Заур разлегся на песке. Его черно-волосатая грудь мерно подымалась. Он переворачивался с боку на бок.
Тахмина открыла сумку, достала хлеб, зелень, редиску, сыр. Постелила скатерть.
Она проделала это так непринужденно, что Заур поразился:
— Я и не знал, что ты такая хозяйка.
— Ты еще многого не знаешь. Вот, например, ты не догадываешься, какой сюрприз я тебе приготовила.
— Что за сюрприз?
Тахмина молча вытащила темную бутылку.
— Привезла из Москвы, — сказала она. — Храню его уже год. Тебе повезло. Это «Камю». Правда, коньяк не пьют под такую закуску, да что поделаешь?

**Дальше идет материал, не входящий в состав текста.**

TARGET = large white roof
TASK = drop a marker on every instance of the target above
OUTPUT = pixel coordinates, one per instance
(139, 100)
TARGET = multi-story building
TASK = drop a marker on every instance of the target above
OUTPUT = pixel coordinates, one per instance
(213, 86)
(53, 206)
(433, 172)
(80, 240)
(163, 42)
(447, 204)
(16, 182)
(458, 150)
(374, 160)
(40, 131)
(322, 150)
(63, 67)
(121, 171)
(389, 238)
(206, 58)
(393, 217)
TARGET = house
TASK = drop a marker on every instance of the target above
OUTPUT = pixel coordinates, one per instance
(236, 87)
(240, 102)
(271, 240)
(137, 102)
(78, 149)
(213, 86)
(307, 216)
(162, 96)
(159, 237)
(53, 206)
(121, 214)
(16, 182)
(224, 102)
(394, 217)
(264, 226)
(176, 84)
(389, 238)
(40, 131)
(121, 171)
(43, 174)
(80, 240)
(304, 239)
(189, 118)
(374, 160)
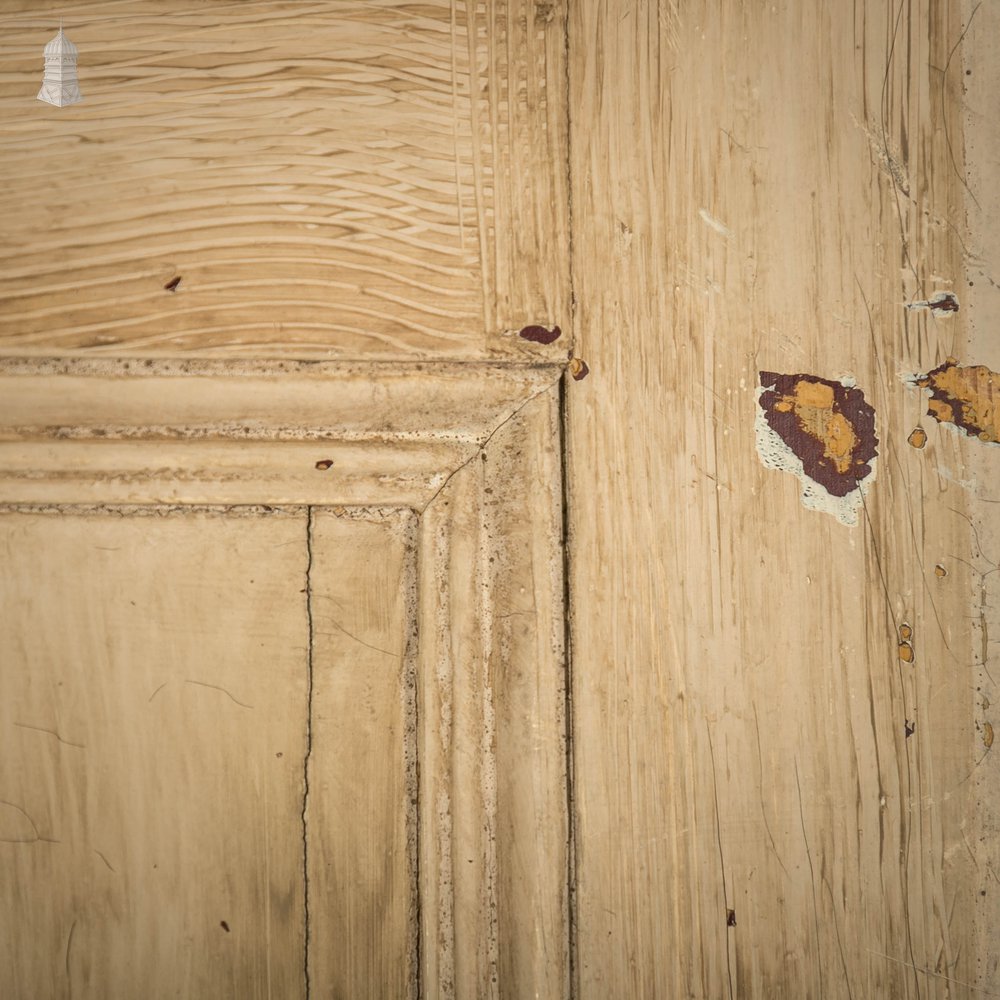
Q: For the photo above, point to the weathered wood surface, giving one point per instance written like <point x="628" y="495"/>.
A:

«Вот уж правда, попалась рыбка не простая, а золотая, — подумал Заур и пошутил мысленно: — Смотри, красавчик, как бы тебе самому не попасть в сети».
— Что ты смеешься?
— Ничего. Честное слово, Тахмина, другой такой, как ты, на свете нет!
Потом зашло солнце.
Ржавый закат покрыл ржавчиной море.
Потом они выпили. Потом опять выпили. Еще. И еще.
Потом показалась луна. Потом Заур обнял Тахмину за шею. Тахмина сняла его руку, как шарф.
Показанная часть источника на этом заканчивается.